River Falls Days


Ew, just...ewThe street is full of college kids, twenty-somethings and townies celebrating a festival in this small university town. Every university town demographic is represented: ex-jocks with breaching beer guts, hippies, townies, barflies, farmers, the former big man on campus who lives with his parents again and the sorority girl who is dressed like a senate candidate. Other than the three people I am with, I have never seen any of these people before in my entire life, yet I recognize them all. I organize them into social partitions in my mind as though I were walking amongst people I knew around my university town. This is because every university town is exactly the same; only the name of the town changes. Sometimes.

At the River Falls Days festival, the town celebration attracts alumni and townies, glass blowers, former residents and, well, English teachers living in the Czech Republic. For most it’s a chance to celebrate the town, but for alumni (and us) it is a chance to live like university students once again. And that is exactly what we do.

We arrive and immediately start drinking Miller High Life in cans and chilled bourbon shots. We sit on the porch and annoy the neighbors and slap at mosquitoes and tell stories about cavalier actions in times of duress that are, quite frankly, crap. Yet each story is more glorious than the last. There is tobacco in every form and Taco Bell, which quickly reminds me of why I stopped eating it in the first place about fifteen years ago.

We get to a college bar full of college people and start up immediately with a series of bar sports that pit teacher against teacher and glass blower against construction worker. Collin and I lose the bean bag toss and are forced to buy the booty shots. We win shuffle puck, shouting inane Czech insults at each other that acquire stares from the other patrons who have no idea that I just called Collin an ‘Egg Dog’ or a ‘Table Pig.’ The tie is broken with darts as Collin and I sweep up the floor with Steve and his stout companion. A group of bouncers come to the bar for last call, there is not one who doesn’t have either a mullet or a Mohawk.

We head back to Steve’s house and are soon joined by the 150 people that Steve has invited back to his house on the walk home. There are water pistol fights and terrible YouTube videos. There is Moussaka that I mistook for peach cobbler and Old Crow whiskey. I wake up on the couch surrounded by obese cats who are all mimicking my sleeping position with cruel accuracy. The others have gone to see a movie and I read for a short while before getting to my writing.

University towns may be exactly the same, but there are a couple things which set River Falls aside from Pittsburgh. The Midwest accents are unmistakable, the Bloody Marys come with pickles and not celery. The haircuts are on a different planet, not worse, but equally as terrible as those in Pittsburgh, just in a different way.

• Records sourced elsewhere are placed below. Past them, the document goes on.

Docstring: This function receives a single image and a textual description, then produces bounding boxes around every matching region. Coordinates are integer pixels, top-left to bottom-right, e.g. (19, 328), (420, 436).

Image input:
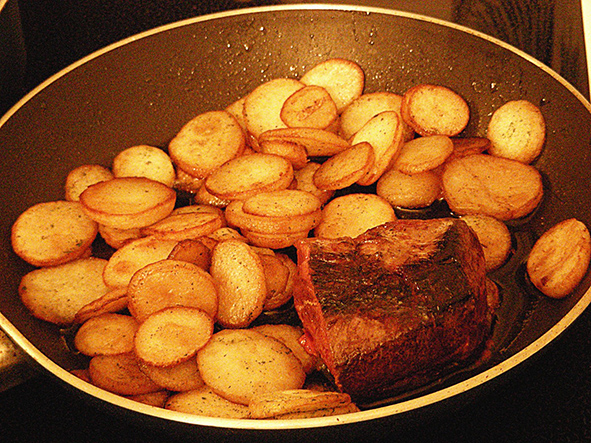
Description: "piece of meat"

(294, 218), (496, 402)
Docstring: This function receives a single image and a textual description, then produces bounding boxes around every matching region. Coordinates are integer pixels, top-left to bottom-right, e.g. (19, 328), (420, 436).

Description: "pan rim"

(0, 4), (591, 431)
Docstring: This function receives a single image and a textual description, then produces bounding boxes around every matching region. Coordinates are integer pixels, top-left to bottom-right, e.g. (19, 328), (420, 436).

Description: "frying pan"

(0, 5), (591, 441)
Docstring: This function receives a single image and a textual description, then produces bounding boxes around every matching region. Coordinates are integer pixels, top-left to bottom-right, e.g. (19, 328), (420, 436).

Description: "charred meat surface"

(294, 218), (494, 402)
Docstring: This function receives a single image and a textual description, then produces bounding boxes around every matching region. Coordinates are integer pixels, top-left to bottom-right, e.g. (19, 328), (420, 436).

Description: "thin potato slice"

(168, 111), (246, 178)
(103, 237), (178, 288)
(301, 58), (365, 113)
(112, 145), (176, 188)
(164, 386), (249, 418)
(442, 154), (544, 221)
(80, 177), (176, 229)
(527, 218), (591, 298)
(197, 329), (306, 405)
(11, 200), (98, 266)
(133, 306), (214, 367)
(127, 259), (218, 322)
(280, 86), (338, 129)
(314, 194), (396, 238)
(205, 153), (293, 200)
(18, 257), (109, 325)
(401, 84), (470, 137)
(210, 240), (267, 328)
(74, 313), (138, 357)
(65, 165), (114, 201)
(88, 353), (162, 395)
(313, 142), (375, 191)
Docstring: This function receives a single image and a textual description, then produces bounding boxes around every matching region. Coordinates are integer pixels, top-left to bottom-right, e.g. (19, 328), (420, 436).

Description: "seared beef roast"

(294, 218), (496, 402)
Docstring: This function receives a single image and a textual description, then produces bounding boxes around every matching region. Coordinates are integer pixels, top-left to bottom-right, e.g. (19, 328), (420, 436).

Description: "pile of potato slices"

(12, 59), (591, 419)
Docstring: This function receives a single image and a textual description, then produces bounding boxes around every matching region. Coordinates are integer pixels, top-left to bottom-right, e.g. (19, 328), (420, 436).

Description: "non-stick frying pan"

(0, 6), (591, 439)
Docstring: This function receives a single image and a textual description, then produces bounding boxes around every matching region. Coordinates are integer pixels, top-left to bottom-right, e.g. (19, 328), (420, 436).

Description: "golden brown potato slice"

(164, 386), (249, 418)
(88, 353), (162, 395)
(312, 142), (375, 191)
(112, 145), (176, 188)
(376, 169), (441, 209)
(65, 165), (114, 201)
(487, 100), (546, 163)
(351, 111), (404, 186)
(19, 258), (109, 325)
(133, 306), (214, 367)
(80, 177), (176, 229)
(442, 154), (544, 221)
(301, 58), (365, 113)
(74, 313), (138, 357)
(210, 240), (267, 328)
(103, 237), (178, 288)
(127, 259), (218, 322)
(197, 329), (306, 405)
(244, 78), (304, 138)
(280, 85), (338, 129)
(527, 218), (591, 298)
(205, 153), (293, 200)
(401, 84), (470, 137)
(314, 194), (396, 238)
(168, 111), (246, 178)
(11, 200), (98, 266)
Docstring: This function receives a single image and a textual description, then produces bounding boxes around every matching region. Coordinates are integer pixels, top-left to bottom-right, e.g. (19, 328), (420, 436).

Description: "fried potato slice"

(487, 100), (546, 163)
(88, 353), (162, 395)
(248, 389), (358, 419)
(168, 111), (246, 178)
(112, 145), (176, 188)
(65, 165), (114, 201)
(279, 85), (338, 129)
(133, 306), (214, 367)
(103, 237), (178, 288)
(127, 259), (218, 322)
(197, 329), (306, 405)
(18, 257), (109, 325)
(442, 154), (544, 221)
(527, 218), (591, 298)
(164, 386), (249, 418)
(351, 111), (404, 186)
(244, 78), (304, 138)
(461, 214), (512, 272)
(300, 58), (365, 114)
(314, 194), (396, 238)
(376, 169), (442, 209)
(205, 153), (293, 200)
(80, 177), (176, 229)
(74, 313), (138, 357)
(138, 358), (203, 392)
(312, 142), (375, 191)
(210, 240), (267, 328)
(401, 84), (470, 137)
(11, 200), (98, 266)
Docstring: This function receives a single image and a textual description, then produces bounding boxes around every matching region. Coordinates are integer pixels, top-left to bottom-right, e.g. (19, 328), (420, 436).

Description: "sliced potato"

(133, 306), (214, 367)
(314, 194), (396, 238)
(112, 145), (176, 188)
(527, 218), (591, 298)
(210, 240), (267, 328)
(80, 177), (176, 229)
(168, 111), (246, 178)
(197, 329), (306, 405)
(18, 257), (109, 325)
(205, 153), (293, 200)
(127, 259), (218, 322)
(301, 58), (365, 113)
(442, 154), (544, 221)
(401, 84), (470, 137)
(74, 313), (138, 357)
(11, 200), (98, 266)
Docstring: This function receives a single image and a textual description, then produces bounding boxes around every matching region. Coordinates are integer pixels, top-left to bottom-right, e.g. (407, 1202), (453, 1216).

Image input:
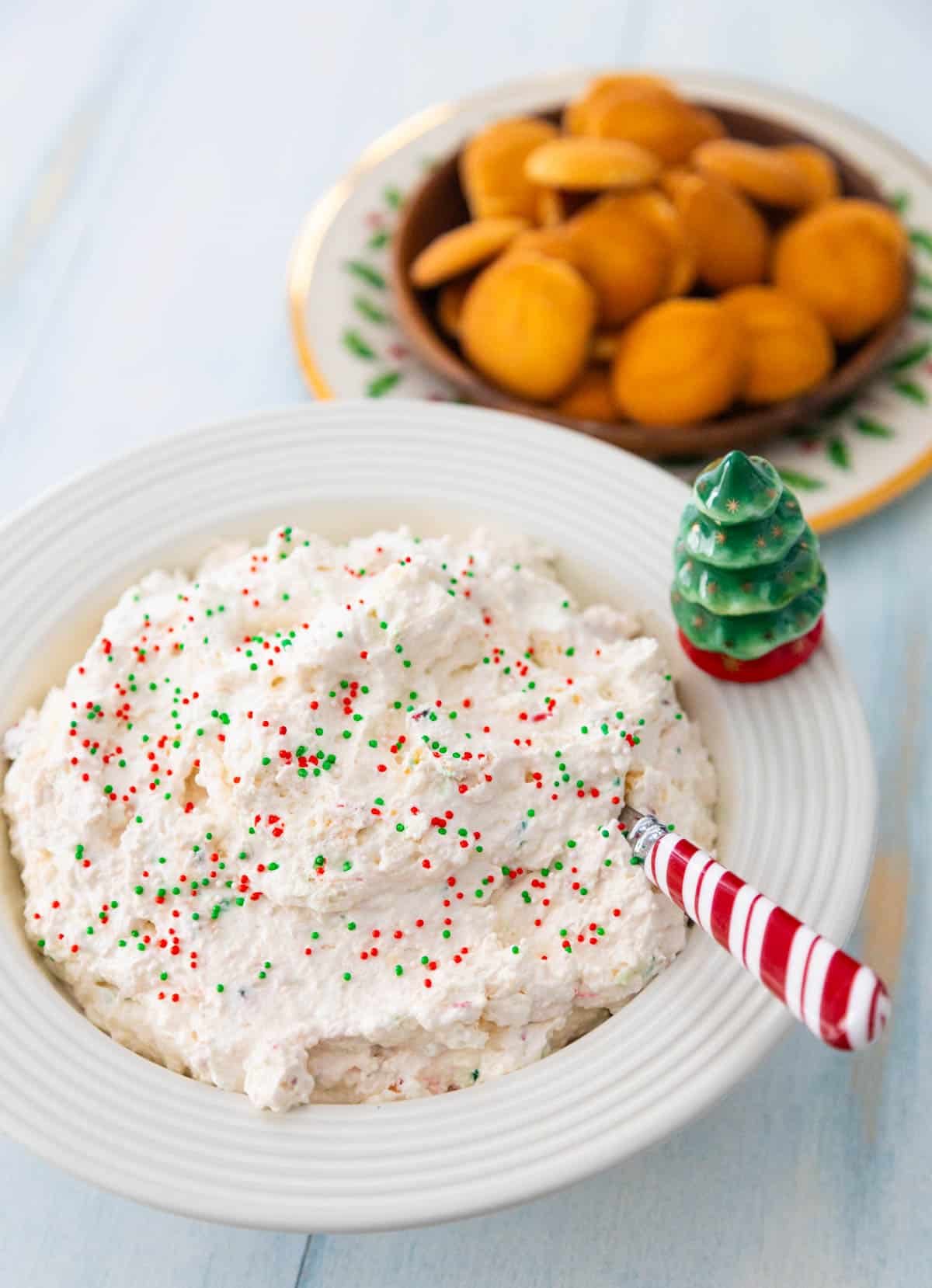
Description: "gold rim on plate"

(287, 71), (932, 534)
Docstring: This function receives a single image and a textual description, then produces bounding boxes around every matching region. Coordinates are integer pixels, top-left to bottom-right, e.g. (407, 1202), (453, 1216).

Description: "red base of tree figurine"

(680, 617), (825, 684)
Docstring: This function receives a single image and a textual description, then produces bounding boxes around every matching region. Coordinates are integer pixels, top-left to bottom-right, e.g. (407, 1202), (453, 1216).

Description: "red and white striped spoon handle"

(629, 816), (891, 1051)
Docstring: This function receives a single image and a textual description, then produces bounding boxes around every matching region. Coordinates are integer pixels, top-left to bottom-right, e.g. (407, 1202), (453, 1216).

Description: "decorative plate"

(288, 72), (932, 532)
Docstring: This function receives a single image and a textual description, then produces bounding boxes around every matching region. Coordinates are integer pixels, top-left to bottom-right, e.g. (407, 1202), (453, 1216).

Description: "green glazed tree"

(671, 452), (825, 661)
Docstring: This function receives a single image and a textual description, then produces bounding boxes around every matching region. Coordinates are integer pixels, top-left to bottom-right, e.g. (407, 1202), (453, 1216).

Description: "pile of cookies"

(411, 75), (908, 425)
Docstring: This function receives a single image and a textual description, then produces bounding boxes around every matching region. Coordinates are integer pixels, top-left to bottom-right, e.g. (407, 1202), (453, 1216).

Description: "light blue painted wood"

(0, 0), (932, 1288)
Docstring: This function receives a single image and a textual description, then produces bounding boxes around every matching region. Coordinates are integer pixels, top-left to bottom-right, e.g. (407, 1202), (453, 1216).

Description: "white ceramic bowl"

(0, 402), (877, 1231)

In one final stroke of differentiation, we stop at a dive bar on the way home and feast on pickled turkey gizzards. They look like light gray sacks of fat, but actually go down quite well with a Leinenkugel’s Original draft. The bartender is wearing camouflage hunter’s cap and cut off jeans. She tells us about the employment opportunities at the local gas station. We listen with interest and as I dessert on a pickled egg, I consider picking up an application.

  1. #1 by Jeremy Nicholson on July 27, 2012 - 2:43 pm

    Believe me, there are more than a few nights I wonder what I was doing, leaving the land of great beer and idiocy. And then I remembered that my ex-girlfriend still lived there and I came to my senses.